Meydan Larousse Ansiklopedisi'nin "Uygurlar" maddesinde şu bilgiler yer almıştır.
"Kutluğ Bilgi Kül Kağan, Uygur Devletini kurduktan kısa bir süre sonra öldü. Yerine oğlu Bayan Çur geçti. Babasının devrinde Yabguluk yapmış olan Bayan Çur Kağan, Batı sınırında bulunan Türkeş Devletini yenerek ülkesini Seyhun Irmağına kadar genişletti. Sonra da Doğu Türkistan'daki ticaret şehirlerini ele geçirmiş olan Tibetlileri, Doğu Türkistan'dan çıkardı. Böylece ticaret hayatına atılan Doğu Türkistan'dan çıkardı. Böylece ticaret hayatına atılan Uygurlar, Tugan Beşbalığ, Kuça ve Karaşar gibi şehirlere yerleşmeye başladılar. (...) 840'da büyük bir Kırgız ordusu Uygur başkenti Ordu Balığ'ı ele geçirdi. Halkın çoğunu kılıçtan geçirdi. Bu olaydan sonra Uygurlar çeşitli ülkelere göç ettiler. Kırgızlardan kurtulan 15 Uygur boyu, batıda Karluklara sığındı. Bazı Uygur boyları Doğu Türkistan'daki Turfan, Karaşar şehirlerine yerleştiler. (...) Uygurlar; en medeni Türk kavimlerinden biriydi. Doğu Türkistan'daki Kara Balgasun, Beş Balığ, Karaşar, Hoço, Turfan, Kargar, Kargan gibi birçok şehri geliştirerek yerleşik hayata geçtiler. (...) Uygurlar arasında Mani ve Buddha (Budizm) dinleri yayıldı..."
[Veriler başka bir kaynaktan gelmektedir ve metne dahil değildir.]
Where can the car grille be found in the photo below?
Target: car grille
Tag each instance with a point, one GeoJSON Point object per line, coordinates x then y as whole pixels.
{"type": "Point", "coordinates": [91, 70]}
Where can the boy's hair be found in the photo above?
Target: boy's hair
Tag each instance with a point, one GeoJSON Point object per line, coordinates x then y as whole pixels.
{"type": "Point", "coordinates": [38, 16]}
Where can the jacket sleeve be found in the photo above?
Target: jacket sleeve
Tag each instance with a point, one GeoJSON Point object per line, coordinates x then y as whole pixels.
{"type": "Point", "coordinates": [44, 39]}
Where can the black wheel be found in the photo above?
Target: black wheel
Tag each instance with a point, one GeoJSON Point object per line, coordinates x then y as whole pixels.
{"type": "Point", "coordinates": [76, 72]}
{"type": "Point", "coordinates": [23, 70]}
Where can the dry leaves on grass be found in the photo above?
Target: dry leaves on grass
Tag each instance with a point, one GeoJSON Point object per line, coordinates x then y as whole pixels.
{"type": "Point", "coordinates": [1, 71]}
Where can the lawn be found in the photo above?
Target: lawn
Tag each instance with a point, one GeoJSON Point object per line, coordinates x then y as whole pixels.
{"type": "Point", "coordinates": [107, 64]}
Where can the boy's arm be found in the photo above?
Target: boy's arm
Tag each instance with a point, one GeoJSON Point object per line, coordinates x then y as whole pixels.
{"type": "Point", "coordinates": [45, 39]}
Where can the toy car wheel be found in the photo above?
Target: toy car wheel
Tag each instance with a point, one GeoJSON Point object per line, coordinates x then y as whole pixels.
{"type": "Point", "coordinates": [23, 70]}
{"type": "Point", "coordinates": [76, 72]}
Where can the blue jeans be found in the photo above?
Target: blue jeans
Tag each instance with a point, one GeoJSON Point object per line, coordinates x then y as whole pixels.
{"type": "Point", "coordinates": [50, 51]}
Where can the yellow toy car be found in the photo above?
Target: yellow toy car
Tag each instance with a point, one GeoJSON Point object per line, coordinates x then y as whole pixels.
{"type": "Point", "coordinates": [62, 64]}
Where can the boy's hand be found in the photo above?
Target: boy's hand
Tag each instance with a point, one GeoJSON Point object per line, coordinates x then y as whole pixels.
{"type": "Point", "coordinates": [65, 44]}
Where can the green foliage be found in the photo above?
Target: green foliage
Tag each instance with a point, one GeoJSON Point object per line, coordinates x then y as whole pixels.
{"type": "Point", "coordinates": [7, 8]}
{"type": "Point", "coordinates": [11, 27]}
Tarihçi Kemal Su, Uygurlar ve Uygur Medeniyeti adlı eserinde şu bilgilere yer verir:
"Şarkı-tiyan-Şan Uygurların Pay-ı tahtı 'Hoco' şehri idi... Uygur Hanları yazın Beşbalıg şehrinde otururlardı... Beşbalıg beş şehir demektir. Bu şehir Hoço, Beşbalıg, Sülmü, Canbalıg, Yenibalıg'dır. Bunlardan 'Karahoço' şehrinin harabelerinde birçok kıymetli araştırmalar yapılan şehirde... Karahoço (Karaşar/H.N.Ş) tarafında oturanlar 'Kara Uygur', Sütjav tarafında yaşayanlar 'Sarı Uygur' adlarını taşıyorlardı. Kara Uygurlar kendi dillerini unutmuşlar; Moğolca konuşmaktadırlar. Sarı Uygurlar ise dillerini ve eski medeniyet eserlerini muhafaza etmişlerdir. Gerek Sarı, gerek Kara Uygurlar Budist mezhebine sahiptirler... 981'de Karahoço şehrini ziyaret etmiş olan Vanyandi aristokratların at, koyun, ördek, kaz eti yediklerini kaybediyor..."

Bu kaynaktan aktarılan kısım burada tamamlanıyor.